Wednesday, February 24, 2016

Leviathan Wakes

I picked this book up based on the growing amount of noise I was hearing about it - it was similar to the noise around A Game of Thrones that prompted me to start reading it. When everyone starts talking about it, it must be interesting. Also, the TV show was on its way.

It turns out it's pretty good, but no Game of Thrones. It borrows a little, stylistically, but it very much it's own story, with much less murky morality and complex characterisation. It's set in a technologically stagnant future, where humanity has colonised parts of the solar system, but isn't doing much to expand its domain, but rather is starting to look inward. It tells the tale of a few ordinary people put into extraordinary circumstances, and the huge consequences of their actions.

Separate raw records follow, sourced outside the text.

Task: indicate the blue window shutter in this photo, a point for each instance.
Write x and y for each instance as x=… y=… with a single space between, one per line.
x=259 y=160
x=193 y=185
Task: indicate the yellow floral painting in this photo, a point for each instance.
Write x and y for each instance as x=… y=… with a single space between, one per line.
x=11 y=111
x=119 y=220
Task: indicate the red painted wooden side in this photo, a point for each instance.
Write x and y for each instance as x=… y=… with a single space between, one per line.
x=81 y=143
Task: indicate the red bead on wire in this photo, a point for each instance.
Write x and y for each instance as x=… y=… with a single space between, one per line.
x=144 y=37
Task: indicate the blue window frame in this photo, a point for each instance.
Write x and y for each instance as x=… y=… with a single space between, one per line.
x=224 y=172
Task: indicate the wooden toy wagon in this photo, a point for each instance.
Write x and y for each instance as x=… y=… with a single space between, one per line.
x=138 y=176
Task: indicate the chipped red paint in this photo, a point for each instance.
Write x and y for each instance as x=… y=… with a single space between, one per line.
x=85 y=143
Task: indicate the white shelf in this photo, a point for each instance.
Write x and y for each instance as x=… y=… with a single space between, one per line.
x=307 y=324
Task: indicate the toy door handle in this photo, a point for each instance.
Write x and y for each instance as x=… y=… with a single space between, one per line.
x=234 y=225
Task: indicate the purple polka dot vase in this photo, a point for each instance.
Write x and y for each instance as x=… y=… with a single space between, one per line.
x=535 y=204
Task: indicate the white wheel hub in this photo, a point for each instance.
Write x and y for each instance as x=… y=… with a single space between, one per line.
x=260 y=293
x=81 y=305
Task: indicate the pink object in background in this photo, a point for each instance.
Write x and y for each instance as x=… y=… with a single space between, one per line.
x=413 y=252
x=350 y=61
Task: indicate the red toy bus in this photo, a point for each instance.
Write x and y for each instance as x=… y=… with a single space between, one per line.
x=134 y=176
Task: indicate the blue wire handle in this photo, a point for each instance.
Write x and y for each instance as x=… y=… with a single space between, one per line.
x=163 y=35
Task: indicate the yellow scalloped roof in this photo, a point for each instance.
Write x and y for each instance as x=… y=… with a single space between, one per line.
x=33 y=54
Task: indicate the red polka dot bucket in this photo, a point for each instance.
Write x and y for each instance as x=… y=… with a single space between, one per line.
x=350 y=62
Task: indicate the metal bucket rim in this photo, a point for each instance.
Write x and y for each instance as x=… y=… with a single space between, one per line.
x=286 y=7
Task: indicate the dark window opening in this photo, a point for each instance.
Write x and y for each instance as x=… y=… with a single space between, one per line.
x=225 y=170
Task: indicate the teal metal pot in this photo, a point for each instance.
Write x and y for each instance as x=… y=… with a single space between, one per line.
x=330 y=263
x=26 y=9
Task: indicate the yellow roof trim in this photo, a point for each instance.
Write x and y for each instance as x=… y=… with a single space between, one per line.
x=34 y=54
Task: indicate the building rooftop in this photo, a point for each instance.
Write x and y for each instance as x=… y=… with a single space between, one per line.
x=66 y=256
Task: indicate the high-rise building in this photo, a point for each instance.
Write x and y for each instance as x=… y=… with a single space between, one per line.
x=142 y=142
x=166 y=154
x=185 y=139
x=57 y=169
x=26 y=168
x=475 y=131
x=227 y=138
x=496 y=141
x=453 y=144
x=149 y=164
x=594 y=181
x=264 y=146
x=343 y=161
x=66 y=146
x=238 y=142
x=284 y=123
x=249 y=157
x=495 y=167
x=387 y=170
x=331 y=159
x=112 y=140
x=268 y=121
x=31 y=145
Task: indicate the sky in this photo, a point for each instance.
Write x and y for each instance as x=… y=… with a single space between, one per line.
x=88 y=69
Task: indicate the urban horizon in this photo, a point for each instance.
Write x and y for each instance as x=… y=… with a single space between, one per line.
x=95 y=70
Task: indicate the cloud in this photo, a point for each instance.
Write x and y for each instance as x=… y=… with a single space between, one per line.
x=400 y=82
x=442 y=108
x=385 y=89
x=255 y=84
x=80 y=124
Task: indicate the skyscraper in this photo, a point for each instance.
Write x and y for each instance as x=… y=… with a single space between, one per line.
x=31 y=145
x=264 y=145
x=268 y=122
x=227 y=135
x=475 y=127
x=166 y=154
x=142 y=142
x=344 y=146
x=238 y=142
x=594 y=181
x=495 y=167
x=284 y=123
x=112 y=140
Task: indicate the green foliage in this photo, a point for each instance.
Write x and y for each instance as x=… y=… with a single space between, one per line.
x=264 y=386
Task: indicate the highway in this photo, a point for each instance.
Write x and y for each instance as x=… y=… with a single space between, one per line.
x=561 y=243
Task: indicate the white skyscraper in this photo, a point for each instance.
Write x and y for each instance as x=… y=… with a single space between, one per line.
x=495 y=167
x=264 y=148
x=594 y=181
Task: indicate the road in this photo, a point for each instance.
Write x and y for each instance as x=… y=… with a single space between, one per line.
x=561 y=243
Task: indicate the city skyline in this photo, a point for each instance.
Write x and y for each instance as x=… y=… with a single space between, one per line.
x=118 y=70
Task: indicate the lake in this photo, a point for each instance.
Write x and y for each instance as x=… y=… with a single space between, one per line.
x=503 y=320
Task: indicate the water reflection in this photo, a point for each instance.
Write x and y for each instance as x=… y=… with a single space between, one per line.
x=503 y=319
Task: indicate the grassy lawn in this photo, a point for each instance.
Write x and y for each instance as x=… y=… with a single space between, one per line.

In this first book of the series, there are really only two viewpoint characters - Holden, the naive and idealistic first officer of as ice transport ship; and Miller, the jaded and very film noir detective working for a private corporation on the asteroid Ceres. It's a fast paced book - I kept being surprised as I read it that there was so much still left to read, since a solid novel's worth of plot had been unpacked before the book was half-way done. The worldbuilding was excellent - it is a complex world but everything holds together and makes sense. Through it you can clearly see the things we did wrong in our time that led to this rather disappointing future.

It's not A Game of Thrones, but it's worth a read. It sets up a very interesting situation for the following novels in the series, so I'll be interested to see where it goes.